The fact of the matter is: many of us can't. I know that I certainly can't afford to pay for rent with my entry-level income, let alone furnish that shabby apartment, drive a car and pay off any accumulated debt. What about food, you may ask? Forget that. My private college education fed my soul, so certainly, that should be enough to keep my hunger at bay. What about having a social life -- it does cost to go out, you know? Well, if I can't get free drinks, then I'll just have to be satisfied with a non-existent social life because I can't afford a $10 cover charge and a $10 beer. 

I realize that this may seem overdramatic. And to a certain extent, it is. Plenty of recent grads find a way to make it work and thrive, even with a limited budget. However, I find myself asking the following question (and I know many other people have asked the same thing) as a twenty-something living in her childhood home: does living with our parents stunt our transition into adulthood or can it be seen as a very strategic, adult decision being that it is fiscally responsible?

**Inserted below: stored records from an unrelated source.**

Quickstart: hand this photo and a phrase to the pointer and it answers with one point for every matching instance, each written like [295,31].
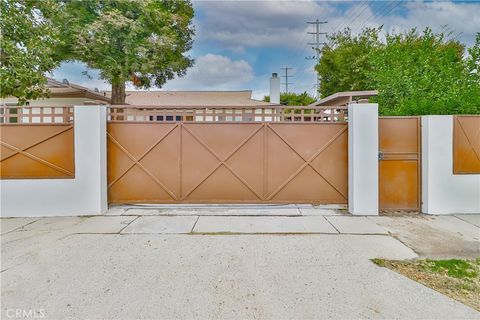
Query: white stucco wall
[363,158]
[442,191]
[83,195]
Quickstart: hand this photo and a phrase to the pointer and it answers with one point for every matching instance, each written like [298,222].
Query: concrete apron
[227,210]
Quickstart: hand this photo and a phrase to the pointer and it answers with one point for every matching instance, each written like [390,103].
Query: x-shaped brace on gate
[23,152]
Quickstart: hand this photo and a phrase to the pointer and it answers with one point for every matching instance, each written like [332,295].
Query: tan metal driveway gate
[227,162]
[399,166]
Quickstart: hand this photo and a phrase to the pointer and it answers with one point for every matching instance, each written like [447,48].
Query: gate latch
[380,155]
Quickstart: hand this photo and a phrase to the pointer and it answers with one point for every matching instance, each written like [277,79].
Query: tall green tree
[345,61]
[423,73]
[28,39]
[294,99]
[143,42]
[414,72]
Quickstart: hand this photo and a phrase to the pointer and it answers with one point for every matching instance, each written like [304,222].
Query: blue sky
[238,44]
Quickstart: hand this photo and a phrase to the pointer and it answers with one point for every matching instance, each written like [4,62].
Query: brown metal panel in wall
[466,144]
[399,163]
[37,151]
[202,162]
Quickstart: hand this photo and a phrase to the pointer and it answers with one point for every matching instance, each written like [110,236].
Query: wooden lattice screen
[36,143]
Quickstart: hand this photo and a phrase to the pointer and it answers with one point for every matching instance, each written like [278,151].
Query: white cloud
[459,18]
[214,72]
[240,24]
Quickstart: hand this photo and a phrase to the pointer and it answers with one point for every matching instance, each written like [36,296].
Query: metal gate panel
[201,162]
[466,144]
[399,163]
[37,151]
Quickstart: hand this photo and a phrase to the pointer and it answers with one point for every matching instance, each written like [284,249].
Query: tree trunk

My life at home is pretty cushy, I will admit. My parents don't charge me rent or ask me to pay for food. My mom still does my laundry and packs me a lunch for work (the shame is overwhelming even as a type this). My dad will bring my car to get gas if I'm feeling too lazy (although, I do give him money to pay for it!) or pick up a prescription for me at CVS. And on top of all of that, they're fun to be around. I go out to dinner with them, we watch TV together, and we share many a laugh over the funny things that my dog does. But in the midst of all of this, I wonder if I am regressing towards my childish ways.

I have a full-time job equipped with benefits and a 401K. I commute into Boston (about 1.5 hours each way). I have to navigate around my own schedule, balancing work, running my errands, seeing friends, etc. But that still doesn't mitigate the reality that I am living with my parents. I am not embarrassed that I live with my parents, though. Since graduating last December, I have saved up a considerable amount of money and have been able to contribute more money towards paying off my car loan. I am trying to set myself up to be successful once I do leave the nest, so that I don't have to come fumbling back, hands outstretched begging for money and for my mom to separate my lights and darks.

I like to think that I am still facing adult problems and have an adult life -- but it is a modified version of the stereotypical post-grad life of ten, even five years ago, when jobs were a guarantee post-college and debt wasn't necessarily so overwhelming. I do want to move out of my house eventually, but I want to do so at a time where I feel as though I am more financially stable. Does that make me childish? Or does that mean I am making an adult and responsible decision?

For now, I'm going to enjoy the perks of living at home and continuing to save my money as I prepare for my next big adult steps. I might as well enjoy it while I can and savor this special "roommate" time. Besides, I'm pretty sure my "roommates" love having me home: who doesn't love to do an extra load of laundry!